The OS in question is Ubuntu with Postgresql 9.5. The configuration is the default config and nothing was changed as far as I know.

Here's the result with a query using a field not part of the indexes:

explain (analyze, buffers) SELECT "crm_lead".id FROM "crm_lead" WHERE (("crm_lead"."active" = True)  AND  (("crm_lead"."type" = 'lead')  OR  "crm_lead"."type" is Null )) ORDER BY "crm_lead"."priority" DESC,"crm_lead"."date_action" ,"crm_lead"."id" DESC  limit 80;

Results

                                                           QUERY PLAN                                                            
---------------------------------------------------------------------------------------------------------------------------------
 Limit  (cost=21899.78..21899.98 rows=80 width=10) (actual time=35422.061..35422.073 rows=80 loops=1)
   Buffers: shared hit=9 read=13262
   I/O Timings: read=35056.998
   ->  Sort  (cost=21899.78..22334.98 rows=174080 width=10) (actual time=35422.059..35422.063 rows=80 loops=1)
         Sort Key: priority DESC, date_action, id DESC
         Sort Method: top-N heapsort  Memory: 28kB
         Buffers: shared hit=9 read=13262
         I/O Timings: read=35056.998
         ->  Seq Scan on crm_lead  (cost=0.00..15526.77 rows=174080 width=10) (actual time=2.224..35314.539 rows=173278 loops=1)
               Filter: (active AND (((type)::text = 'lead'::text) OR (title IS NULL)))
               Rows Removed by Filter: 7904
               Buffers: shared read=13262
               I/O Timings: read=35056.998
 Planning time: 148.101 ms
 Execution time: 35422.119 ms
(15 rows)

Size:

SELECT pg_size_pretty( pg_total_relation_size('crm_lead'));
 pg_size_pretty 
----------------
 204 MB

Best Answer

This part of your execution plan tells the story:

    ->  Seq Scan on crm_lead...
           Buffers: shared read=13262
           I/O Timings: read=35056.998

By turning on track_io_timing, you see that it took 35 seconds to read the data from disk, which is essentially the entire time it took the query to run (therefor, CPU doesn't matter as it is not the limiting factor).
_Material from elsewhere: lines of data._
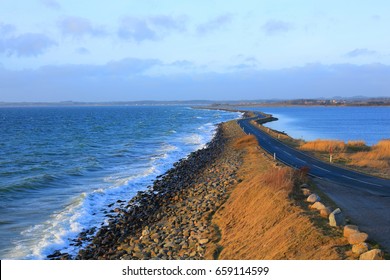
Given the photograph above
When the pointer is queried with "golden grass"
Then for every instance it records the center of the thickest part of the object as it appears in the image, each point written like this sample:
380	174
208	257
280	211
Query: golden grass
260	221
377	157
324	146
355	153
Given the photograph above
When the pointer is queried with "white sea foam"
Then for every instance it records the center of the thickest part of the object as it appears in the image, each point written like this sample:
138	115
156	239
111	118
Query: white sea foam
87	209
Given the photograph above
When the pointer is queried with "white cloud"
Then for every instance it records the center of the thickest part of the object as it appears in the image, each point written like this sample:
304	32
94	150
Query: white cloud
214	24
275	27
151	28
360	52
128	80
28	44
52	4
78	27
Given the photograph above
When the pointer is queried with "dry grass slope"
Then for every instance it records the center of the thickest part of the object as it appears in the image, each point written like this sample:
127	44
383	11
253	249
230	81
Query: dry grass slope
375	159
260	221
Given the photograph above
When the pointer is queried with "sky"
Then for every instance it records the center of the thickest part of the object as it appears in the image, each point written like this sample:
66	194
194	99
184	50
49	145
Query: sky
117	50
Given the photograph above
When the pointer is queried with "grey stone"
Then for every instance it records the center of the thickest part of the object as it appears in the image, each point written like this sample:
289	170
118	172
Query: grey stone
313	198
336	218
375	254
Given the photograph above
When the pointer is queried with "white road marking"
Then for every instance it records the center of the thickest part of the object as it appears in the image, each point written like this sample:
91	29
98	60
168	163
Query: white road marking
361	181
321	168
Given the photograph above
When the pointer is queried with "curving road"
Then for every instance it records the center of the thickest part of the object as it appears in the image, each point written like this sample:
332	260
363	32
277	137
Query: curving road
365	199
317	168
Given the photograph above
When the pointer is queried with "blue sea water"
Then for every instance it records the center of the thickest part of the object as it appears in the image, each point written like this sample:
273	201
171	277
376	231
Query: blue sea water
370	124
60	168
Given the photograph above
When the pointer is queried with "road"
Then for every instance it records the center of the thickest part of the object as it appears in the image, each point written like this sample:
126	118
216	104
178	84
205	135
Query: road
317	168
364	199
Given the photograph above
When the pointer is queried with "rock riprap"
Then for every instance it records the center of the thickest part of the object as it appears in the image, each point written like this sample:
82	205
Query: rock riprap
172	219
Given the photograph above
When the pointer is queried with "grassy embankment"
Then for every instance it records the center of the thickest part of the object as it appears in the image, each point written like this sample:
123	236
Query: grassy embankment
355	155
265	216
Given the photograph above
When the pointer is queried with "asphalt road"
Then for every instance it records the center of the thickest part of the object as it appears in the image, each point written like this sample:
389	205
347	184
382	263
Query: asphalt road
364	199
317	168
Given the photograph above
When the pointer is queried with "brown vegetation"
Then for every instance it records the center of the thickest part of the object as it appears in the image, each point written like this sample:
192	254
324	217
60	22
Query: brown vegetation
355	154
261	220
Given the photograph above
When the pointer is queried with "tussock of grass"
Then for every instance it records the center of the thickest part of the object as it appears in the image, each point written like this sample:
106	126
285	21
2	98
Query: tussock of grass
377	157
245	141
355	153
324	146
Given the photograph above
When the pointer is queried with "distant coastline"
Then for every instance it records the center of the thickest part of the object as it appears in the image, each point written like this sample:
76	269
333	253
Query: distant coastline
214	104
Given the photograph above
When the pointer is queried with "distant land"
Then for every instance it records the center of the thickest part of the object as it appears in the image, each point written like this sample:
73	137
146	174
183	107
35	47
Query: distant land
334	101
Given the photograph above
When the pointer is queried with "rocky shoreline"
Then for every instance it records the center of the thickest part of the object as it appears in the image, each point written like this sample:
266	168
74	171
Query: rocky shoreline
172	219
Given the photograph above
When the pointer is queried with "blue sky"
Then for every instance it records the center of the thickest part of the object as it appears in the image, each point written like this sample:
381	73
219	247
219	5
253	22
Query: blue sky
56	50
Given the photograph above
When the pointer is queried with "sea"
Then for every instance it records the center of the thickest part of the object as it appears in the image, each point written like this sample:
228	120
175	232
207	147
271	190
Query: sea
370	124
62	169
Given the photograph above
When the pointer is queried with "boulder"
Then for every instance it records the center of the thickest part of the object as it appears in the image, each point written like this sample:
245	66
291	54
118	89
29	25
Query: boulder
375	254
304	186
360	248
306	192
325	212
318	205
336	218
357	238
350	229
203	241
313	198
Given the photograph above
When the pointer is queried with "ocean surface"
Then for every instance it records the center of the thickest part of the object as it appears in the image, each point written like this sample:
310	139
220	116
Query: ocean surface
61	168
370	124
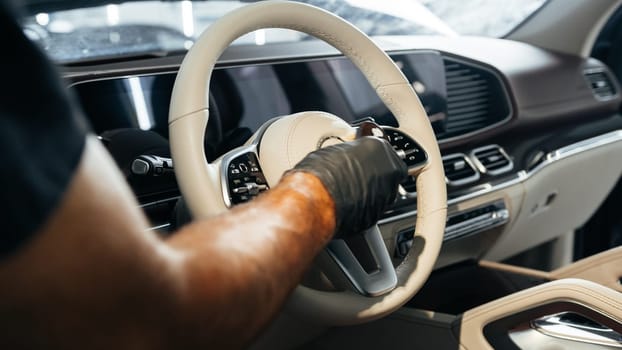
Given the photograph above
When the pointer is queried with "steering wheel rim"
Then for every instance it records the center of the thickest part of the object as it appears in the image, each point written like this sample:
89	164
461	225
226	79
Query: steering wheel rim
200	183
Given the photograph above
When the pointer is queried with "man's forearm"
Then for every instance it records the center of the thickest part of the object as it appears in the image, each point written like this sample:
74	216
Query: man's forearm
241	266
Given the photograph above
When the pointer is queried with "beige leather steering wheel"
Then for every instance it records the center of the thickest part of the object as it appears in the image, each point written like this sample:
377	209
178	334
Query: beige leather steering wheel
280	144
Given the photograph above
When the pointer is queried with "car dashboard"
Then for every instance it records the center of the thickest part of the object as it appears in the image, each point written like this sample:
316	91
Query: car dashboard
520	129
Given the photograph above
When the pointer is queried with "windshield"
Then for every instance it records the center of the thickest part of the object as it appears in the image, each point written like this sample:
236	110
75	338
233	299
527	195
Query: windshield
69	33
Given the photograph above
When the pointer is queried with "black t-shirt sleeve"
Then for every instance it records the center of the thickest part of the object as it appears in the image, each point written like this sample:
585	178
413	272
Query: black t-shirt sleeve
41	137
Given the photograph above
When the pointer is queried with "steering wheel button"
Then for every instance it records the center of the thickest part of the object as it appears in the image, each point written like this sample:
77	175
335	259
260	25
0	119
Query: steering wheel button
240	190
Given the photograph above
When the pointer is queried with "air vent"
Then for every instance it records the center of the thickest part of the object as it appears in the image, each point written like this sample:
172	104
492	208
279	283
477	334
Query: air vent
476	99
492	160
601	85
459	170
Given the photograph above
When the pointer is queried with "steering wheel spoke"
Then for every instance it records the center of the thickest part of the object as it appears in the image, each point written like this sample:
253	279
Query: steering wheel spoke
365	262
241	176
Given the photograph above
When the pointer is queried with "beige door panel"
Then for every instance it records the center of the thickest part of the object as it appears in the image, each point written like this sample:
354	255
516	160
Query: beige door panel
596	301
561	196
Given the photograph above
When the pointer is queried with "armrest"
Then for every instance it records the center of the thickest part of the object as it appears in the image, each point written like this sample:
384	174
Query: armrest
604	268
476	327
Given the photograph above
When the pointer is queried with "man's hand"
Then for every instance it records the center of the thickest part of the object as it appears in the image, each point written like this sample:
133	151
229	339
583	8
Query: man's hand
361	176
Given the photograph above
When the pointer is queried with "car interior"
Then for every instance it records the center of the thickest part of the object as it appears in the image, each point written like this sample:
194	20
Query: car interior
513	145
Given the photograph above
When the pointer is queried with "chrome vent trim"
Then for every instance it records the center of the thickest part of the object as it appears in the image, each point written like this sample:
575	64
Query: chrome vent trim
492	160
600	83
459	170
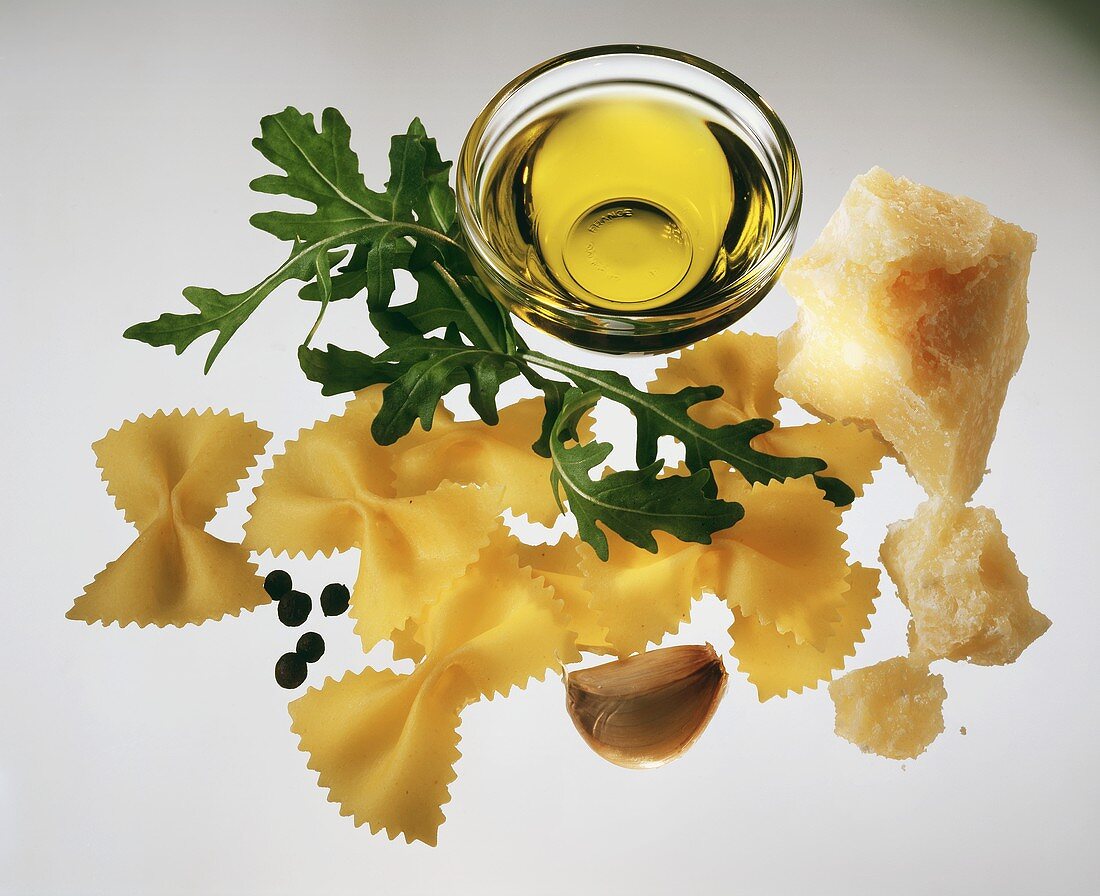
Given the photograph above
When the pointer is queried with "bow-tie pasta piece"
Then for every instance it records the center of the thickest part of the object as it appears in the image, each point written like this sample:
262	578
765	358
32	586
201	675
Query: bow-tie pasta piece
384	744
169	474
639	596
310	499
784	562
956	573
332	489
894	708
560	567
475	452
743	364
777	664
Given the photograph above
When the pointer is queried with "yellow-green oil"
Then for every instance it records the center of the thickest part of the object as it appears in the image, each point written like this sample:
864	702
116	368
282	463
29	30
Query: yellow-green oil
630	200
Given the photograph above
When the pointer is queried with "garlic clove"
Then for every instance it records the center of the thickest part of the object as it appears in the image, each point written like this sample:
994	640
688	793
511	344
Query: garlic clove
647	709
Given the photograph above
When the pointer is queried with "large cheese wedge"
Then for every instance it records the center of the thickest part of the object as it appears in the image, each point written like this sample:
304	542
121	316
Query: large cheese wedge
912	319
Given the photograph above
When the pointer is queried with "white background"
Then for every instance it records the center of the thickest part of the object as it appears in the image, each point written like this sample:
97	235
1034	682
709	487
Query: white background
149	762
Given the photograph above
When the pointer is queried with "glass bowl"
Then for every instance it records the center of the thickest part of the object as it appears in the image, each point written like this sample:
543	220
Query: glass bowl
726	295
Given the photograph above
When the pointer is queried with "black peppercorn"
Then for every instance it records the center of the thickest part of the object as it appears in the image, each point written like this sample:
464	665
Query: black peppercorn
289	671
277	584
294	608
310	646
334	599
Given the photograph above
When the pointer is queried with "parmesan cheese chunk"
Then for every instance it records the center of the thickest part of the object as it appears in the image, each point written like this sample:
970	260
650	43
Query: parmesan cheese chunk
894	708
912	318
956	573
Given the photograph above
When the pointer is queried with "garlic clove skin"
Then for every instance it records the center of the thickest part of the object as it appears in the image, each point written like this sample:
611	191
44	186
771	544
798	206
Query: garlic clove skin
646	710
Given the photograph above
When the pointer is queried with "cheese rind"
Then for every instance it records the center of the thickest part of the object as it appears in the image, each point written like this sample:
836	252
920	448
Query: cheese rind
894	708
956	573
912	319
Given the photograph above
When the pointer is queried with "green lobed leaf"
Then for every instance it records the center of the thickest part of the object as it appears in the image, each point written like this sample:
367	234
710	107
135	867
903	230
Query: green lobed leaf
224	312
667	415
636	502
430	367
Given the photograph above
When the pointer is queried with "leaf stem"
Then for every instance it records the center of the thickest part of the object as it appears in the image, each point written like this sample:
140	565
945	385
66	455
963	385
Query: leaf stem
479	321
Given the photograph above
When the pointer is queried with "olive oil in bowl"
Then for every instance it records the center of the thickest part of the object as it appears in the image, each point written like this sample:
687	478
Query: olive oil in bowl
623	209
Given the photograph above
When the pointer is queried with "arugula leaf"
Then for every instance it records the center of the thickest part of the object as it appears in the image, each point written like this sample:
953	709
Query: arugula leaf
224	312
342	371
321	168
453	332
636	502
667	415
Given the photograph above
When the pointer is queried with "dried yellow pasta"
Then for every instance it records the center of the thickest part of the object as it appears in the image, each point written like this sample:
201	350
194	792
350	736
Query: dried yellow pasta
475	452
778	664
745	365
639	596
559	566
169	474
783	564
384	744
332	489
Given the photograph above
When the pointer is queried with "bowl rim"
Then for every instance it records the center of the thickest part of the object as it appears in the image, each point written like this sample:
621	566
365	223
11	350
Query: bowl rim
466	172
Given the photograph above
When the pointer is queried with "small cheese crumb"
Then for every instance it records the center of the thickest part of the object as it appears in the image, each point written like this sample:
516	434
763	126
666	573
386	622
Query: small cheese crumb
912	318
894	708
955	572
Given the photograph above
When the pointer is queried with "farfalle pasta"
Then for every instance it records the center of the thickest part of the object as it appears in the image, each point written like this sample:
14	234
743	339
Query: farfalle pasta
560	567
783	564
333	489
169	474
777	664
385	744
475	452
744	364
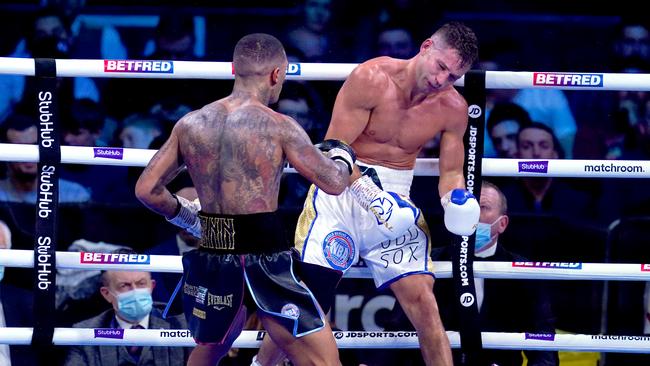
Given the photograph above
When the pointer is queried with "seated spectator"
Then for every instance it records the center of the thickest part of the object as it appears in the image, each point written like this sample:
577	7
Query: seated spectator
49	37
632	43
503	125
129	293
531	312
174	39
545	195
15	311
92	41
548	106
105	182
22	178
77	290
395	41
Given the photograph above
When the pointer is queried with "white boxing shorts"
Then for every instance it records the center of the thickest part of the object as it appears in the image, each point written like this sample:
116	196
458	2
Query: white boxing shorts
335	231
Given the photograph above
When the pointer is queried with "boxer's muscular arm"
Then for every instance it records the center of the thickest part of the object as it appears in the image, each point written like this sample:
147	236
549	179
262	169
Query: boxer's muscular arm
357	97
452	151
163	167
328	175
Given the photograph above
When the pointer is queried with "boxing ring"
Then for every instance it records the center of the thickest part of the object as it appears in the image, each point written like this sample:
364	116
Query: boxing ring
424	167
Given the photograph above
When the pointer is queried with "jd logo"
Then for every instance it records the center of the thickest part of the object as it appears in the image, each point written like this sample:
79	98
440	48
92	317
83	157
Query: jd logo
474	111
466	299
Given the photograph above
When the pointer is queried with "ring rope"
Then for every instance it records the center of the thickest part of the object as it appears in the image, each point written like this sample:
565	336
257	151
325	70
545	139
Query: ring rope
318	71
344	339
500	270
424	167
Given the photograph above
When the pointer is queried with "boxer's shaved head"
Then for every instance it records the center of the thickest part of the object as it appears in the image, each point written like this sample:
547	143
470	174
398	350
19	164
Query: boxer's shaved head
258	54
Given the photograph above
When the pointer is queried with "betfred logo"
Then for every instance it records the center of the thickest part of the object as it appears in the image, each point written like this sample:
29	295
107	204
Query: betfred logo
293	69
147	67
565	265
577	80
113	258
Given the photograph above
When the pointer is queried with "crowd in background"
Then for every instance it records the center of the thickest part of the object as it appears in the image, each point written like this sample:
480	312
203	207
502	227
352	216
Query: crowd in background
572	219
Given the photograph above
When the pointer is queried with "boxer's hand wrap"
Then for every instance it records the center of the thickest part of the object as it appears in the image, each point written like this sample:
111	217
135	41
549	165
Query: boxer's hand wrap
462	211
187	216
394	215
338	150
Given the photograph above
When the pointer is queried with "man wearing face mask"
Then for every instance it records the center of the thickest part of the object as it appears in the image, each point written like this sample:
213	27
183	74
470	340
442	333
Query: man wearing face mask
129	293
48	36
515	306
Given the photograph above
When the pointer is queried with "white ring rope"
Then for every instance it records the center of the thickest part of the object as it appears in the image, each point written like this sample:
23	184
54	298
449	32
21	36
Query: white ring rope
344	339
423	167
318	71
500	270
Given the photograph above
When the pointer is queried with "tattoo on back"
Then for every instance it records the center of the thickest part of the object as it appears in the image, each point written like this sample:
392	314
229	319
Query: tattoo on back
233	157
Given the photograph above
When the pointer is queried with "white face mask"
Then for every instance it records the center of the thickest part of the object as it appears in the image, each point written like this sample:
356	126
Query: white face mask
484	234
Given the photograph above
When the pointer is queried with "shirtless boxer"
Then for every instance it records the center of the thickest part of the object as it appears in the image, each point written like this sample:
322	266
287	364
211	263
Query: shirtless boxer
387	109
235	149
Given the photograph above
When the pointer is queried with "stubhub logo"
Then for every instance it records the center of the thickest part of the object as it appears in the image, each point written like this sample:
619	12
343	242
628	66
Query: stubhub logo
113	258
554	79
154	67
293	69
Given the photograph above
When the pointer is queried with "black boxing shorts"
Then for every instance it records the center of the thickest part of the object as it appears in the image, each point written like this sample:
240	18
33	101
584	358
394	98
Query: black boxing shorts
238	252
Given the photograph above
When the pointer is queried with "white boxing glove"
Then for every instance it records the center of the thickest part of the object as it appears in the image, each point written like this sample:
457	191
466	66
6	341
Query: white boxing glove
462	211
187	216
394	214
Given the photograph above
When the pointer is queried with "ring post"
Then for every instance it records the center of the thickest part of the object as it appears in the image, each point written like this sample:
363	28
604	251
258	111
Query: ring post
463	250
45	238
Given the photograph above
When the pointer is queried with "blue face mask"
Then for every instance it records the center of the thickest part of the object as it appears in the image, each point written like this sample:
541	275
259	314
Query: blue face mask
134	305
484	235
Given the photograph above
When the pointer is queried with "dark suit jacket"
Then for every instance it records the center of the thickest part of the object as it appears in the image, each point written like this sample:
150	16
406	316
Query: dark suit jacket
515	306
118	356
17	304
166	281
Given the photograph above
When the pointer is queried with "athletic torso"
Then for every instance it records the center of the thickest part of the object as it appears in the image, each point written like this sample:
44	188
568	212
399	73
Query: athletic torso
232	153
398	127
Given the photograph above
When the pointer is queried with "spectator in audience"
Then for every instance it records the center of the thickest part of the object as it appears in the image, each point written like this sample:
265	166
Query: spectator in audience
313	37
174	39
547	106
396	41
77	290
20	185
632	44
545	195
503	125
531	312
129	293
49	37
15	311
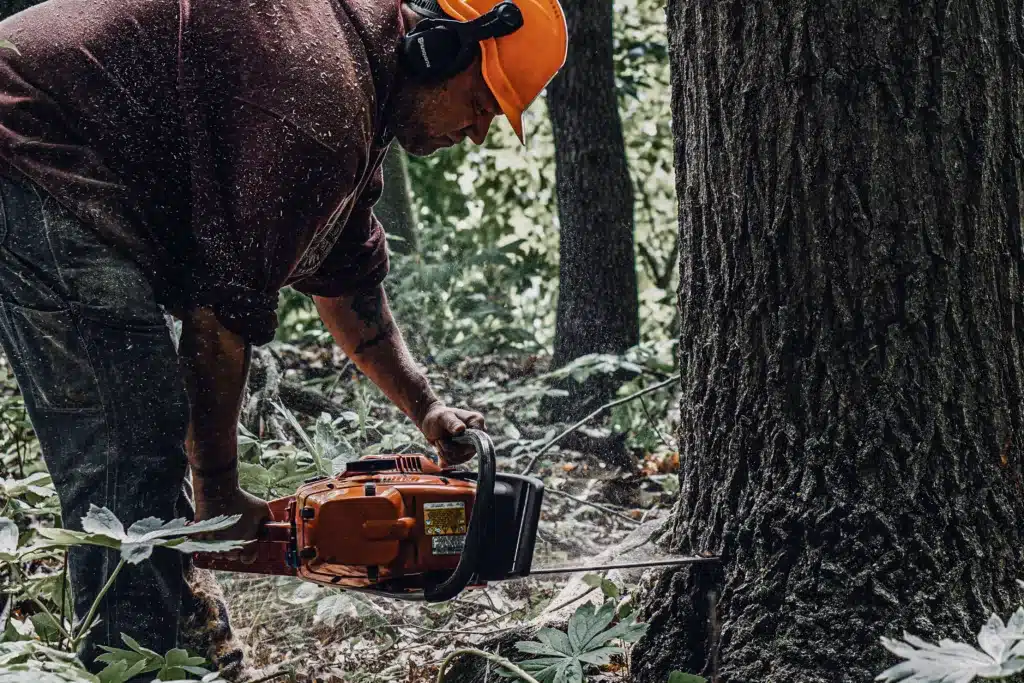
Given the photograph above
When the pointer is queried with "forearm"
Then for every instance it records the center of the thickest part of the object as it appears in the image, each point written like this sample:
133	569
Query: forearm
215	364
364	328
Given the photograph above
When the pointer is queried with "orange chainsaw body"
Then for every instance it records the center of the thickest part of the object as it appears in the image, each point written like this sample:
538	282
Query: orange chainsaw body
393	523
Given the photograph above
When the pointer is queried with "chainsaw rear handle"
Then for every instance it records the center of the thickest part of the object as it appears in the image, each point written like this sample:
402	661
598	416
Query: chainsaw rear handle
482	510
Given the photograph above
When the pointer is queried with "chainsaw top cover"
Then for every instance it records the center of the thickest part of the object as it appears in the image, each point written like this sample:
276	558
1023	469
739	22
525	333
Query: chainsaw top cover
397	524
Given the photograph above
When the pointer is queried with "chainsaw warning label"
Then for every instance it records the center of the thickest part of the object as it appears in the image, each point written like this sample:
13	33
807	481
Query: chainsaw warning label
448	545
443	519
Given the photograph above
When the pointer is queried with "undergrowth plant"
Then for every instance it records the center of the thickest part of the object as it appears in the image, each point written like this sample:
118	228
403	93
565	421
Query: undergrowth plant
999	655
40	637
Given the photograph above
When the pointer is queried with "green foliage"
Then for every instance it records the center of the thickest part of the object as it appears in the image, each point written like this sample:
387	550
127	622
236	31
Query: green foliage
40	647
123	665
680	677
485	276
101	527
563	656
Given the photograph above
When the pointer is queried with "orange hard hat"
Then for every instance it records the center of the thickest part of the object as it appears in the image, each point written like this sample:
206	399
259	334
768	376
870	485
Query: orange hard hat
519	66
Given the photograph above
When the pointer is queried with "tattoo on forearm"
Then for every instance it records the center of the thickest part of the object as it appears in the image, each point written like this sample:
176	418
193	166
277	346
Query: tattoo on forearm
369	307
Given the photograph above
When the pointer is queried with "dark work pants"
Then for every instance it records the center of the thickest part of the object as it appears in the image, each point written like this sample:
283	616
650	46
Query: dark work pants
96	363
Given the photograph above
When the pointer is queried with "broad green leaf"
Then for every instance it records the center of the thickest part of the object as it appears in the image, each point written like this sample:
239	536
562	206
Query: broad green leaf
587	623
629	631
207	546
609	589
680	677
133	644
571	672
8	536
534	647
46	627
179	657
556	640
102	521
152	528
599	656
64	537
197	671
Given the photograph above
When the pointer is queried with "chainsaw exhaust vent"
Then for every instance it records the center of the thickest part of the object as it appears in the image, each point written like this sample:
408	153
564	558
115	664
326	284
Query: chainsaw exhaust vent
409	464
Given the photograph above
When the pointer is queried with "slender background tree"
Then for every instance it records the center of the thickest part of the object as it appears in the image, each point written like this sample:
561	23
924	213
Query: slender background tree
849	182
597	287
394	209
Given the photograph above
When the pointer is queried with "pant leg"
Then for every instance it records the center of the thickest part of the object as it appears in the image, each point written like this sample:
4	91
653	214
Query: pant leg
94	359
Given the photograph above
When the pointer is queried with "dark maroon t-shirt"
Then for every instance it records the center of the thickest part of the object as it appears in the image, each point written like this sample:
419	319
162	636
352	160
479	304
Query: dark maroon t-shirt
228	146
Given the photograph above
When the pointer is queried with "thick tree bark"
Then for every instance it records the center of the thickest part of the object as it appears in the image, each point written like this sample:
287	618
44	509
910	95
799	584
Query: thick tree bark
597	287
849	176
394	209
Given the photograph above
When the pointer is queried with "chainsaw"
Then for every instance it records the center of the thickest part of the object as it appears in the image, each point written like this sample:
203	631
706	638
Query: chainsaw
406	527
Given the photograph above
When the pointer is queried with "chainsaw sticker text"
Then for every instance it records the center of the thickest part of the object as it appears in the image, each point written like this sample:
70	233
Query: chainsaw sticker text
448	545
444	518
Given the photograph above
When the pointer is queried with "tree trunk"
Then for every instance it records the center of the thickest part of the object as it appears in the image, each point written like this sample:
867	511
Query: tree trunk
597	287
394	209
849	177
During this time, it read 13,262 buffers of 8k each, or 103 MB. That is < 3MB per second. That is absolutely abysmal for a sequential read on any reasonably modern hard drive. So something is pathologically wrong with your disk subsystem. Maybe the disk is failing so it keeps re-reading sectors in order to scrape the data off of them. Maybe you have a virtualization layer which is buggy or is intentionally throttling you, or is just vastly overloaded by other users invisibly sharing access to the same disk. Or maybe an antivirus.

If you could get adequate disk performance, you might not need extra indexes to get adequate query performance. Of course your system should also be able to cache the entire 103MB in RAM, but apparently is not. Perhaps your hardware is desperately inadequate on several fronts.